Sharp bounds on aggregate expert error

TL;DR

This paper derives precise bounds on the error probability when aggregating binary advice from experts, extending known results to asymmetric error cases and linking to the total variation distance problem.

Contribution

It provides sharp upper and lower bounds on the optimal error probability for asymmetric expert errors, improving upon previous symmetric case results.

Findings

Established tight bounds on error probability in asymmetric expert advice aggregation.

Connected the problem to estimating total variation distance between product distributions.

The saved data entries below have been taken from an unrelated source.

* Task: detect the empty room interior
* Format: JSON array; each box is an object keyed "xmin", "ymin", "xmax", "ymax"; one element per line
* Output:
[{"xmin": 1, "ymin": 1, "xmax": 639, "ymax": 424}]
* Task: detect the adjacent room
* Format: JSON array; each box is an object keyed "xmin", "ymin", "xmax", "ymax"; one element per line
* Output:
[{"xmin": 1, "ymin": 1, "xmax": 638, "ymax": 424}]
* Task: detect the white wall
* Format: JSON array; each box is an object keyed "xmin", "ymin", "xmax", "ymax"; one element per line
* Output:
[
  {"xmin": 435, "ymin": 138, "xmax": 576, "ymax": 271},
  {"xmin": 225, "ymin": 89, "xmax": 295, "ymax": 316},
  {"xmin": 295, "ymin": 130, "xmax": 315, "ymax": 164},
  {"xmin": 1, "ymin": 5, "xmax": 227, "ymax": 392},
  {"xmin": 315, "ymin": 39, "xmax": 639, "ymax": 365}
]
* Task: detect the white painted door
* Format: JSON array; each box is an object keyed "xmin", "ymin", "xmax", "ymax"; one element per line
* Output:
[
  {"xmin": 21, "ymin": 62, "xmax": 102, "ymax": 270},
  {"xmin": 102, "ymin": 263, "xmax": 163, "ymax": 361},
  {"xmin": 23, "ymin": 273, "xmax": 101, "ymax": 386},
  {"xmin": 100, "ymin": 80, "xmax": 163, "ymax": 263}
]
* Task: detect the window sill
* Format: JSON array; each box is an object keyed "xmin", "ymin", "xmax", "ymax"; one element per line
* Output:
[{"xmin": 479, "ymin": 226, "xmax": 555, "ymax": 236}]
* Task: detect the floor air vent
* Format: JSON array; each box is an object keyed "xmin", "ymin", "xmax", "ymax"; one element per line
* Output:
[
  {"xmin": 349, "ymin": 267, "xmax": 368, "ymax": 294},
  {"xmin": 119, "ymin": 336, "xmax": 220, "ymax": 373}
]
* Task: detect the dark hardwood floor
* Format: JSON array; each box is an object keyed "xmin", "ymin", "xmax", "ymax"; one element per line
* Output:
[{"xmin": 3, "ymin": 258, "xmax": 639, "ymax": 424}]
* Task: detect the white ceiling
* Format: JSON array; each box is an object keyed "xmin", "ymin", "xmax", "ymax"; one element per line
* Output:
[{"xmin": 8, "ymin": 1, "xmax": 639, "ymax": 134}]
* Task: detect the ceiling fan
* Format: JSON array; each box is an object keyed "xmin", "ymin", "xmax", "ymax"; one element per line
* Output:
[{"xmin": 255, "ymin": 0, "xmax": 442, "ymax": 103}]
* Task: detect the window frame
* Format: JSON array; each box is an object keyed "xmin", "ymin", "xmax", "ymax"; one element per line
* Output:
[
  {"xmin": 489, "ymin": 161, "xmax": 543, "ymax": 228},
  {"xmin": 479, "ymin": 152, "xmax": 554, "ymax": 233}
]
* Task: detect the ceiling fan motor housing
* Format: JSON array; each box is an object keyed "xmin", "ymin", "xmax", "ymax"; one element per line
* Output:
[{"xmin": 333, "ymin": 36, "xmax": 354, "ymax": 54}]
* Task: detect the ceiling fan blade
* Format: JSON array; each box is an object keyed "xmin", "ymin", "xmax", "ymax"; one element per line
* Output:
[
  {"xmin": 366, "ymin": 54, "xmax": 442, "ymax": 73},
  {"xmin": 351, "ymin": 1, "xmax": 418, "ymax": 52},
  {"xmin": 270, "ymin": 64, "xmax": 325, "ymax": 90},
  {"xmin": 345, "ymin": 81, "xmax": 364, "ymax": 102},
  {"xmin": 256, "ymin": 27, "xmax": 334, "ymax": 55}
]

Sharpened existing bounds, enhancing understanding of expert decision aggregation.

Abstract

We revisit the classic problem of aggregating binary advice from conditionally independent experts, also known as the Naive Bayes setting. Our quantity of interest is the error probability of the optimal decision rule. In the case of symmetric errors (sensitivity = specificity), reasonably tight bounds on the optimal error probability are known. In the general asymmetric case, we are not aware of any nontrivial estimates on this quantity. Our contribution consists of sharp upper and lower bounds on the optimal error probability in the general case, which recover and sharpen the best known results in the symmetric special case. Since this turns out to be equivalent to estimating the total variation distance between two product distributions, our results also have bearing on this important and challenging problem.